Mit Vollgas aus der Kurve und hinein ins Feld
Ich werde nie vergessen, wie ich als Beifahrer eine Erfahrung gemacht habe, die meinen Fahrstil für immer beeinflusst hat. Mein Freund war – sagen wir es einmal so – recht mutig auf der Landstraße unterwegs gewesen, bis wir beide existenzielle Erfahrungen mit dem Gesetz der Massenträgheit machten. Anstatt mit quietschenden Reifen cool durch die Kurve zu driften, brausten wir mit einem Mal geradeaus. Die eine Tonne motorisierter Stahl, in der wir saßen, entwickelte ein Eigenleben. Und wir fanden uns von jetzt auf gleich im Feld wieder.
Ich habe bei dieser Gelegenheit noch eine zweite Erfahrung gemacht: Wie segensreich ein Sicherheitsgurt sein kann!
Aber – und das ist die Kehrseite der Medaille – Erfahrungen können einen genauso in die Irre führen.
Sich ausschließlich auf Erfahrungswerte zu berufen, ist ein zweischneidiges Schwert. Und das gilt in besonderer Weise für Menschen in Führungsverantwortung.
Ein Experiment
Ein Beispiel[1]: Die unten aufgeführte Symbolreihe deuten Sie vermutlich als die drei Großbuchstaben A, B und C. Ihre Erfahrung legt diesen Schluss nahe.
Aber stimmt diese Interpretation? Die Buchstaben A und C scheinen eindeutig.
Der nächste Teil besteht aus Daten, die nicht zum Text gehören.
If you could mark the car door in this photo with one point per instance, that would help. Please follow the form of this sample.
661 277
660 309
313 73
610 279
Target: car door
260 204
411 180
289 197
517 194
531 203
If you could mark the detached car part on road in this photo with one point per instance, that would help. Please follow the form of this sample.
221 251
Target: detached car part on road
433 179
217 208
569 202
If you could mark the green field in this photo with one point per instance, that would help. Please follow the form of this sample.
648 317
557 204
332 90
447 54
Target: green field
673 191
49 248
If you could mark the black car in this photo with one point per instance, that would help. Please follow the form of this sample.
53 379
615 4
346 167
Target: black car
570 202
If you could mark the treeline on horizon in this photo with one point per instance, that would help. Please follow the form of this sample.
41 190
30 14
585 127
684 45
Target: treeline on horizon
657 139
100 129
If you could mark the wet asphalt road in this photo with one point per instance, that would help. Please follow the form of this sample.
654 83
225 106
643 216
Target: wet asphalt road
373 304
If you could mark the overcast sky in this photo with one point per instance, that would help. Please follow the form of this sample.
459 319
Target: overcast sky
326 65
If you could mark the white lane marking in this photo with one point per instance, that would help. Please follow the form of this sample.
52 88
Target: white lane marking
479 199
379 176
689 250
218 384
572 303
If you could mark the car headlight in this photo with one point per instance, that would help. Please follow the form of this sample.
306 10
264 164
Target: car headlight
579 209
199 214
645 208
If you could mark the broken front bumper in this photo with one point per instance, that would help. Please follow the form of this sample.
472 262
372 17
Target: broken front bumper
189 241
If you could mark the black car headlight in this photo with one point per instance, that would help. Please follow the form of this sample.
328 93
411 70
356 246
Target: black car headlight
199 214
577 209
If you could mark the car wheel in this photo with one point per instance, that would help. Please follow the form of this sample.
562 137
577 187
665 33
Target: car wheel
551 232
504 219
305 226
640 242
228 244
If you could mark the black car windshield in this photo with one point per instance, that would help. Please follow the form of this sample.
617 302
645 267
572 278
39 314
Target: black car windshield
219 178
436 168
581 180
Aber was ist mit dem B? Dieser Buchstabe wirkt ein bisschen anders als die anderen beiden, geht aber noch als B durch.
In Wahrheit hängt unsere Wahrnehmung der drei Symbole als Buchstabenreihenfolge A, B und C von dem Zusammenhang ab, in dem wir die Symbolkette lesen.
Um das zu illustrieren, nehme ich das B und stelle es in einen anderen Kontext. Jetzt wird aus dem Buchstaben B die Zahl 13.
Ist das B ein B oder doch eine 13? Die Form ist gleich. Wer hat also recht? Jener, der die Symbolreihe als A, B und C gedeutet hat oder jene, die 12, 13 und 14 gelesen hat?
Die Antwort lautet: Beide haben recht.
Ich habe dieses Beispiel gebraucht, weil ich auf eine Gefahr aufmerksam machen möchte, der vor allem ältere Führungskräfte ausgesetzt sind.
Ungünstige Geisteshaltung
Les McKeown beschreibt diese Gefahr in seinem Buch Predictable Success als eine ungünstige Geisteshaltung, die interessanterweise ausgerechnet in erfolgreichen Firmen gang und gäbe ist.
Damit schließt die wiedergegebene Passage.